The formula reads, "Iran calls for a condominium or common sovereignty over the sea and has made it known that it considers any unilateral deals for energy explorations in the Caspian Sea as null and void, before the issue of legal regime of the inland waters is settled."

Although Western news agencies have continued to cite Iran's bid for 20 percent of the Caspian, its recent statements have made no mention of the claim.

The condominium principle represents a return to one of Iran's earlier Caspian policies. Iran promoted the condominium idea before 1997, according to Abbas Maleki, a former deputy foreign minister, who outlined the evolution of positions in an interview with Iran Focus magazine last March.

Maleki, who is now chairman of the International Institute for Caspian Studies in Tehran, said the 20 percent formula dates back to a speech given by President Mohammed Khatami in the summer of 2000. At the time, Khatami voiced willingness to support a Caspian split into national sectors, as long as Iran was guaranteed at least 20 percent.
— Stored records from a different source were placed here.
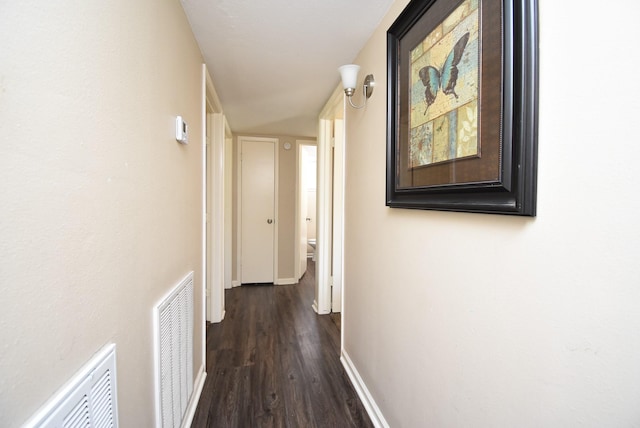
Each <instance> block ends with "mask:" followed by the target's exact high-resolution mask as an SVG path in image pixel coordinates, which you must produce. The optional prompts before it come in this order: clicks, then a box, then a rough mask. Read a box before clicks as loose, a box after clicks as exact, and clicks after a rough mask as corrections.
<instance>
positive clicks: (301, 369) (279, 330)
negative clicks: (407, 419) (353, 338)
mask: <svg viewBox="0 0 640 428" xmlns="http://www.w3.org/2000/svg"><path fill="white" fill-rule="evenodd" d="M314 269H315V266H314V263H313V262H311V261H310V262H309V265H308V270H307V273H306V274H305V276H304V277H303V278H302V280H301V282H300V284H298V285H286V286H283V285H278V286H273V285H254V286H247V285H244V286H242V287H238V288H234V289H232V290H227V291H226V294H225V299H226V304H225V306H226V310H227V312H226V315H225V319H224V321H223V322H222V323H220V324H210V325H209V326H208V327H207V379H206V381H205V385H204V389H203V391H202V396H201V399H200V403H199V404H198V408H197V410H196V414H195V417H194V420H193V424H192V427H194V428H200V427H216V428H226V427H241V428H254V427H259V428H262V427H291V428H299V427H300V428H307V427H318V428H322V427H340V428H342V427H372V426H373V425H372V424H371V421H370V420H369V417H368V416H367V413H366V411H365V409H364V407H363V406H362V403H361V402H360V399H359V398H358V396H357V394H356V393H355V391H354V389H353V387H352V386H351V383H350V381H349V378H348V377H347V375H346V373H345V372H344V369H343V368H342V365H341V364H340V361H339V354H340V331H339V330H338V326H337V325H336V323H335V321H334V319H332V317H330V316H318V315H316V313H315V312H314V311H313V309H312V308H311V304H312V302H313V288H314V286H313V283H314V274H315V272H314Z"/></svg>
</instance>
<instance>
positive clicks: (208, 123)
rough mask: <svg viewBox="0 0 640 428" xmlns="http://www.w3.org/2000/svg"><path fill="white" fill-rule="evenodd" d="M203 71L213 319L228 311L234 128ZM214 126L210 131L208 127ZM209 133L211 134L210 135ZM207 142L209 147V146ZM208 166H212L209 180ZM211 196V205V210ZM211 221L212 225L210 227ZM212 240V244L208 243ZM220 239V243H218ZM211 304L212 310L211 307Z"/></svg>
mask: <svg viewBox="0 0 640 428" xmlns="http://www.w3.org/2000/svg"><path fill="white" fill-rule="evenodd" d="M202 72H203V82H202V83H203V84H202V86H203V94H202V96H203V111H202V114H203V121H202V122H203V128H204V129H203V130H202V131H203V132H202V135H203V156H202V158H203V159H202V162H203V168H202V182H203V183H202V184H203V185H202V200H203V203H202V204H203V216H202V217H203V228H202V230H203V232H202V233H203V243H202V247H203V249H202V254H203V256H202V257H203V259H202V270H203V273H202V277H203V282H204V287H203V289H204V292H205V296H204V298H203V305H204V308H203V313H206V318H207V320H208V321H210V322H212V323H217V322H221V321H222V320H223V319H224V315H225V304H224V266H225V264H224V257H225V256H224V245H221V244H220V243H223V242H224V239H225V233H224V230H225V214H224V213H225V209H224V206H225V198H224V192H225V183H224V176H225V167H224V165H225V162H224V160H225V145H224V142H225V138H226V137H227V136H228V135H229V136H230V135H231V130H230V128H229V125H228V123H227V120H226V118H225V116H224V113H223V111H222V104H221V103H220V99H219V98H218V94H217V93H216V90H215V88H214V86H213V82H212V80H211V76H210V75H209V72H208V70H207V66H206V65H205V64H203V65H202ZM208 126H210V129H209V130H208V131H209V132H207V128H208ZM207 134H209V135H207ZM207 145H209V149H208V150H207ZM207 168H209V169H210V177H209V179H210V180H209V181H210V182H208V181H207ZM207 200H208V201H209V209H210V211H211V212H208V210H207ZM207 224H208V227H207ZM207 243H209V245H207ZM215 243H218V245H215ZM207 306H208V310H207Z"/></svg>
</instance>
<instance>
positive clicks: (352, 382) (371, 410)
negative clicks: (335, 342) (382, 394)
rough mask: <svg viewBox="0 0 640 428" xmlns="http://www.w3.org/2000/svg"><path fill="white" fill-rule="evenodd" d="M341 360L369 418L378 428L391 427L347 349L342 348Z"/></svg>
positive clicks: (354, 388)
mask: <svg viewBox="0 0 640 428" xmlns="http://www.w3.org/2000/svg"><path fill="white" fill-rule="evenodd" d="M340 362H342V366H343V367H344V369H345V371H346V372H347V375H348V376H349V379H351V383H352V384H353V388H354V389H355V390H356V393H358V396H359V397H360V401H362V404H363V405H364V408H365V409H366V410H367V413H368V414H369V418H371V422H372V423H373V425H374V426H375V427H376V428H390V427H389V424H388V423H387V421H386V420H385V419H384V416H383V414H382V412H381V411H380V408H379V407H378V405H377V404H376V402H375V400H374V399H373V397H372V396H371V393H369V390H368V389H367V385H365V383H364V381H363V380H362V378H361V377H360V374H359V373H358V370H357V369H356V367H355V366H354V365H353V361H351V358H349V355H348V354H347V353H346V351H345V350H342V352H341V353H340Z"/></svg>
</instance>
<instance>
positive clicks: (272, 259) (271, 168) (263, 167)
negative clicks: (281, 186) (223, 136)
mask: <svg viewBox="0 0 640 428" xmlns="http://www.w3.org/2000/svg"><path fill="white" fill-rule="evenodd" d="M275 150H276V141H275V140H265V139H256V140H253V139H242V140H241V267H240V272H241V281H242V283H243V284H251V283H272V282H274V255H275V251H274V240H275Z"/></svg>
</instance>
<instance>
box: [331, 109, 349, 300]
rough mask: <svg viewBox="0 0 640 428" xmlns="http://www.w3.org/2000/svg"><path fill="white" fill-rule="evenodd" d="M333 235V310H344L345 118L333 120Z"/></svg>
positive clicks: (332, 244) (331, 267) (332, 282)
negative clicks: (344, 170)
mask: <svg viewBox="0 0 640 428" xmlns="http://www.w3.org/2000/svg"><path fill="white" fill-rule="evenodd" d="M333 134H334V150H333V186H332V188H333V195H332V197H333V200H332V204H333V209H332V213H333V227H332V228H331V230H332V233H333V236H332V237H331V243H332V254H333V257H332V260H331V264H332V266H331V272H332V274H333V278H332V282H331V312H342V284H343V279H344V274H343V272H344V271H343V268H342V267H343V265H344V193H345V187H344V167H345V165H346V162H345V147H344V141H345V127H344V120H342V119H334V120H333Z"/></svg>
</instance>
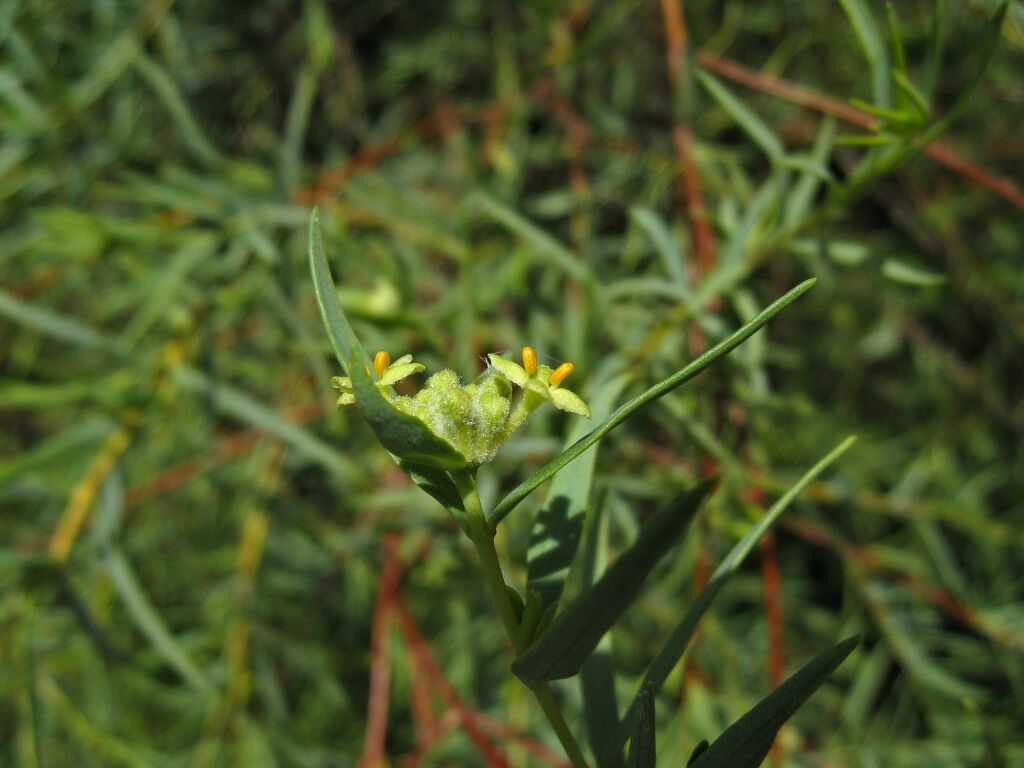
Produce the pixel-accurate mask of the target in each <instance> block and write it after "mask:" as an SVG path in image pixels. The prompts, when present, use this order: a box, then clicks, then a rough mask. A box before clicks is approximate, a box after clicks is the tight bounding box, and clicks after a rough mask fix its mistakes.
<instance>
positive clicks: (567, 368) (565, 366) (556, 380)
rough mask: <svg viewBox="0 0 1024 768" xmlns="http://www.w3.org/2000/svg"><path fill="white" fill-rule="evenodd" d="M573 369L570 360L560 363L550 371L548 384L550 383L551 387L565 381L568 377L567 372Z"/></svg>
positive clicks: (573, 368) (567, 373) (571, 364)
mask: <svg viewBox="0 0 1024 768" xmlns="http://www.w3.org/2000/svg"><path fill="white" fill-rule="evenodd" d="M573 371H575V366H573V365H572V364H571V362H563V364H562V365H560V366H559V367H558V368H556V369H555V370H554V371H552V372H551V376H549V377H548V384H550V385H551V386H553V387H557V386H558V385H559V384H561V383H562V382H563V381H565V380H566V379H567V378H568V377H569V374H571V373H572V372H573Z"/></svg>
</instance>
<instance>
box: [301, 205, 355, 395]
mask: <svg viewBox="0 0 1024 768" xmlns="http://www.w3.org/2000/svg"><path fill="white" fill-rule="evenodd" d="M309 271H310V272H311V273H312V276H313V291H314V292H315V293H316V304H317V306H319V310H321V318H322V319H323V321H324V328H325V329H327V336H328V339H330V340H331V347H332V348H333V349H334V353H335V356H337V358H338V362H340V364H341V367H342V368H343V369H344V370H345V373H347V374H348V375H349V376H351V375H352V373H351V371H349V370H348V364H349V360H351V359H352V358H353V356H354V357H355V359H356V361H357V362H364V361H366V362H369V360H370V358H369V357H367V352H366V350H365V349H364V348H362V345H361V344H359V340H358V339H357V338H356V336H355V332H354V331H352V327H351V326H350V325H349V324H348V318H347V317H346V316H345V310H344V309H342V308H341V302H339V301H338V294H337V293H336V292H335V287H334V278H332V276H331V266H330V265H329V264H328V261H327V254H326V253H325V252H324V239H323V238H322V236H321V228H319V211H317V210H316V209H315V208H314V209H313V212H312V213H311V214H309Z"/></svg>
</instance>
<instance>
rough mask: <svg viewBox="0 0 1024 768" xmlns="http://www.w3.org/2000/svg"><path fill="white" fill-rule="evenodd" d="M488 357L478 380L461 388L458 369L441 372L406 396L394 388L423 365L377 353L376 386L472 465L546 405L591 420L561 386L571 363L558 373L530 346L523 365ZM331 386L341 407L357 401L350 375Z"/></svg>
mask: <svg viewBox="0 0 1024 768" xmlns="http://www.w3.org/2000/svg"><path fill="white" fill-rule="evenodd" d="M487 358H488V360H489V366H488V370H487V372H486V373H485V374H484V375H483V376H482V377H481V378H480V379H479V380H477V381H476V382H473V383H470V384H463V383H462V381H461V380H460V379H459V376H458V375H457V374H456V373H455V372H454V371H449V370H445V371H440V372H438V373H436V374H434V375H433V376H431V377H430V378H429V379H428V380H427V382H426V384H425V385H424V386H423V388H422V389H420V391H418V392H417V393H416V394H415V395H412V396H407V395H398V394H396V393H395V392H394V391H393V389H392V386H393V385H394V384H396V383H397V382H399V381H401V380H402V379H404V378H407V377H409V376H412V375H413V374H416V373H420V372H421V371H423V370H424V367H423V366H422V365H420V364H419V362H413V357H412V355H409V354H407V355H404V356H402V357H399V358H398V359H397V360H395V361H394V362H391V357H390V355H389V354H388V353H387V352H385V351H380V352H378V353H377V354H376V355H374V371H375V372H376V374H377V376H378V379H377V381H376V382H375V383H376V386H377V388H378V389H379V390H380V392H381V393H382V394H383V395H384V396H385V398H386V399H387V400H388V402H390V403H391V406H392V407H393V408H395V409H396V410H398V411H400V412H402V413H403V414H408V415H410V416H413V417H415V418H417V419H419V420H420V421H421V422H423V424H424V425H425V426H426V427H427V428H428V429H429V430H430V431H431V432H433V433H434V434H435V435H437V436H438V437H440V438H441V439H443V440H445V441H447V442H449V444H451V445H452V446H453V447H454V449H456V450H457V451H458V452H459V453H460V454H462V455H463V456H464V457H465V458H466V460H467V462H468V463H469V464H470V465H471V466H479V465H480V464H484V463H486V462H488V461H490V460H492V459H494V458H495V456H496V455H497V453H498V450H499V449H500V447H501V445H502V443H503V442H505V440H507V439H508V438H509V436H511V434H512V433H513V432H514V431H515V430H516V429H518V428H519V427H520V426H522V424H523V423H524V422H525V421H526V418H527V417H528V416H529V415H530V414H531V413H532V412H534V411H536V410H537V409H538V408H540V407H541V406H542V404H544V403H545V402H551V403H552V404H553V406H555V408H557V409H560V410H562V411H567V412H569V413H572V414H579V415H581V416H586V417H587V418H588V419H589V418H590V409H589V408H587V403H586V402H584V401H583V399H582V398H581V397H580V396H579V395H578V394H575V393H574V392H571V391H569V390H568V389H565V388H564V387H562V382H564V381H565V379H566V377H568V375H569V374H571V373H572V371H573V370H574V368H573V366H572V364H571V362H563V364H562V365H560V366H559V367H558V368H556V369H551V368H549V367H547V366H541V365H538V362H537V352H536V351H534V349H532V348H531V347H523V349H522V365H521V366H520V365H518V364H517V362H514V361H513V360H510V359H507V358H505V357H502V356H501V355H498V354H489V355H487ZM331 385H332V386H333V387H335V388H336V389H338V390H340V392H341V395H340V396H339V397H338V406H339V407H341V406H347V404H350V403H354V402H355V401H356V400H355V394H354V392H353V390H352V381H351V379H349V378H348V377H346V376H336V377H334V378H333V379H332V380H331Z"/></svg>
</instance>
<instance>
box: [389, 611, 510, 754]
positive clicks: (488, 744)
mask: <svg viewBox="0 0 1024 768" xmlns="http://www.w3.org/2000/svg"><path fill="white" fill-rule="evenodd" d="M393 608H394V612H395V615H396V616H397V618H398V626H399V628H400V629H401V633H402V635H403V636H404V638H406V643H407V644H408V645H409V649H410V652H411V653H412V654H413V657H414V663H415V664H416V667H417V669H418V670H419V671H420V672H421V673H423V674H426V675H427V676H429V677H430V679H431V681H432V682H433V684H434V689H435V690H436V691H437V693H438V695H440V697H441V699H442V700H443V701H444V703H445V705H446V706H447V707H449V709H451V710H454V711H455V712H456V713H458V715H459V722H460V723H461V725H462V727H463V729H464V730H465V731H466V735H467V736H469V739H470V740H471V741H472V742H473V744H474V745H475V746H476V749H477V750H478V751H479V753H480V755H481V757H483V759H484V761H485V762H486V764H487V765H488V766H498V767H499V768H508V762H507V761H506V760H505V758H504V756H502V754H501V753H500V752H499V751H498V749H497V748H496V746H495V745H494V743H492V741H490V739H489V738H487V736H486V734H485V733H484V732H483V731H482V729H481V728H480V727H479V725H478V724H477V721H476V718H475V717H474V713H473V712H472V711H471V710H469V708H467V707H466V705H465V703H463V701H462V699H461V698H460V697H459V694H458V693H456V691H455V689H454V688H453V687H452V685H451V684H450V683H449V681H447V678H445V677H444V674H443V673H442V672H441V669H440V666H439V665H438V664H437V660H436V659H435V658H434V655H433V652H432V651H431V650H430V646H428V645H427V642H426V640H424V639H423V635H422V634H421V633H420V629H419V627H418V625H417V624H416V620H415V618H414V617H413V614H412V612H411V611H410V610H409V606H407V605H406V601H404V600H402V599H401V596H400V595H395V598H394V605H393Z"/></svg>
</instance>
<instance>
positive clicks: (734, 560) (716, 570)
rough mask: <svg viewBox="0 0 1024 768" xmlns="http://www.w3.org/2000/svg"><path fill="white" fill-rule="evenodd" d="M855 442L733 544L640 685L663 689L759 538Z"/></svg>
mask: <svg viewBox="0 0 1024 768" xmlns="http://www.w3.org/2000/svg"><path fill="white" fill-rule="evenodd" d="M855 440H856V438H855V437H853V436H850V437H847V438H846V439H845V440H843V441H842V442H841V443H840V444H839V445H837V446H836V447H835V449H833V450H831V451H830V452H828V454H827V455H826V456H825V457H824V458H823V459H821V461H819V462H818V463H817V464H815V465H814V466H813V467H811V468H810V469H809V470H808V471H807V472H806V473H805V474H804V475H803V476H802V477H801V478H800V479H799V480H797V482H796V483H795V484H794V485H793V487H791V488H790V489H788V490H787V492H786V493H785V494H784V495H783V496H782V497H781V498H780V499H779V500H778V501H777V502H775V503H774V504H773V505H772V506H771V508H770V509H769V510H768V511H767V512H766V513H765V515H764V517H762V518H761V519H760V520H758V522H757V523H756V524H755V525H754V527H752V528H751V529H750V530H748V531H746V534H745V535H744V536H743V538H742V539H740V540H739V541H738V542H737V543H736V546H734V547H733V548H732V550H731V551H730V552H729V554H728V555H727V556H726V558H725V559H724V560H723V561H722V563H721V564H720V565H719V566H718V568H717V569H716V570H715V572H714V574H712V578H711V580H710V581H709V582H708V584H707V586H706V587H705V588H703V590H702V591H701V592H700V594H699V595H698V596H697V599H696V600H695V601H694V602H693V605H691V606H690V609H689V610H688V611H686V615H685V616H683V621H682V622H680V623H679V626H678V627H677V628H676V629H675V631H674V632H673V633H672V635H671V636H670V637H669V639H668V641H666V643H665V645H664V646H663V648H662V650H660V651H659V652H658V654H657V656H655V658H654V660H653V662H652V663H651V665H650V667H648V668H647V673H646V674H645V675H644V681H643V685H647V684H652V685H653V686H654V690H657V689H659V688H660V687H662V685H663V684H664V683H665V681H666V680H667V679H668V677H669V673H671V672H672V669H673V668H674V667H675V666H676V663H677V662H678V660H679V659H680V658H681V657H682V655H683V653H684V652H685V651H686V647H687V646H688V645H689V642H690V639H691V638H692V637H693V632H694V631H695V630H696V628H697V624H698V623H699V622H700V620H701V618H702V617H703V614H705V613H707V612H708V609H709V608H710V607H711V604H712V603H713V602H714V601H715V598H716V597H717V596H718V593H719V592H721V591H722V588H723V587H724V586H725V583H726V582H727V581H728V580H729V579H730V578H731V577H732V574H733V573H734V572H735V571H736V569H737V568H738V567H739V565H740V564H741V563H742V562H743V560H744V559H745V558H746V555H749V554H750V553H751V551H752V550H753V549H754V547H755V546H757V543H758V542H759V541H761V537H763V536H764V535H765V534H766V532H767V531H768V528H770V527H771V526H772V524H774V522H775V521H776V520H777V519H778V517H779V515H781V514H782V512H784V511H785V509H786V508H787V507H788V506H790V505H791V504H792V503H793V501H794V499H796V498H797V497H798V496H799V495H800V493H801V492H802V490H803V489H804V488H806V487H807V486H808V485H809V484H810V483H811V482H813V481H814V479H815V478H816V477H817V476H818V475H820V474H821V473H822V472H823V471H824V470H825V469H826V468H827V467H828V466H829V465H830V464H831V463H833V462H835V461H836V460H837V459H839V458H840V457H841V456H842V455H843V454H845V453H846V452H847V451H848V450H849V449H850V446H851V445H852V444H853V443H854V441H855ZM641 690H642V687H641ZM638 700H639V694H638V698H637V699H634V702H633V705H631V707H630V710H629V712H627V714H626V717H625V718H624V722H623V724H622V725H621V726H620V737H621V738H622V739H623V740H625V739H626V735H627V734H626V732H625V728H626V726H627V725H628V724H629V722H630V717H631V713H632V712H633V710H634V709H636V707H637V703H638Z"/></svg>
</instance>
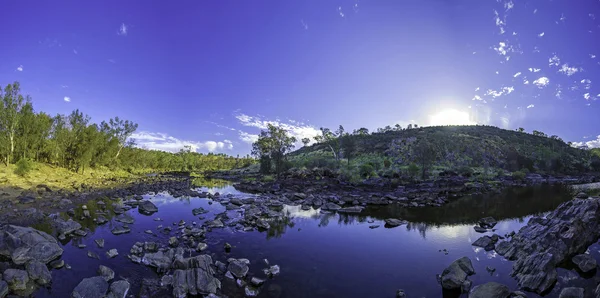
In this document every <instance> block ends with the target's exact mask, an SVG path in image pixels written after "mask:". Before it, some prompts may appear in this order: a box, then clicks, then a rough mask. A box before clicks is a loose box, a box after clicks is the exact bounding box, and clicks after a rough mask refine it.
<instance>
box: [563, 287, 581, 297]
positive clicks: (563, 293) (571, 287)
mask: <svg viewBox="0 0 600 298" xmlns="http://www.w3.org/2000/svg"><path fill="white" fill-rule="evenodd" d="M583 294H584V291H583V288H573V287H571V288H564V289H562V291H560V295H559V296H558V298H583V297H584V296H583Z"/></svg>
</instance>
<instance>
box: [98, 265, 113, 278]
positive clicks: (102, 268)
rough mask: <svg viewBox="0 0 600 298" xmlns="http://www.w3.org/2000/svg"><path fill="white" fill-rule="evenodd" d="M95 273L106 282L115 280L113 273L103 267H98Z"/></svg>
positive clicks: (111, 271) (103, 266) (101, 265)
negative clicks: (114, 278) (97, 270)
mask: <svg viewBox="0 0 600 298" xmlns="http://www.w3.org/2000/svg"><path fill="white" fill-rule="evenodd" d="M97 273H98V275H100V276H102V277H104V279H106V281H111V280H113V278H115V272H114V271H113V270H112V269H110V268H108V267H106V266H104V265H100V267H98V271H97Z"/></svg>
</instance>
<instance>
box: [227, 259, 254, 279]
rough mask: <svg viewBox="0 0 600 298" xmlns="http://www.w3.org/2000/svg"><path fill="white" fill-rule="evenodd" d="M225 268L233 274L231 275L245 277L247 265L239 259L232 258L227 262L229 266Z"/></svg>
mask: <svg viewBox="0 0 600 298" xmlns="http://www.w3.org/2000/svg"><path fill="white" fill-rule="evenodd" d="M227 270H229V271H230V272H231V274H233V276H235V277H237V278H240V279H243V278H244V277H246V274H248V270H249V268H248V265H247V264H246V263H245V262H241V261H239V260H233V261H231V262H229V266H228V267H227Z"/></svg>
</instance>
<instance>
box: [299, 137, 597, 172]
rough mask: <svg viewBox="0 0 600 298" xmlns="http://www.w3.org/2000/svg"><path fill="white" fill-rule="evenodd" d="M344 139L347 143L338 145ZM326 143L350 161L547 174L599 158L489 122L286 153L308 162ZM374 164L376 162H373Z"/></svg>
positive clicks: (570, 168)
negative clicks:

Unlike Russia, Iran sought to divide both the Caspian seabed and its waters, in part to keep the Russian navy away from its shores.

Iran's latest change in official language may be a sign of flexibility in the wake of the July 23 episode, which prompted fears of open conflict in the Caspian. But so far, it is hard to tell whether any new formula will emerge.

In the meantime, Iran appears to have gone back to the safety of an old one.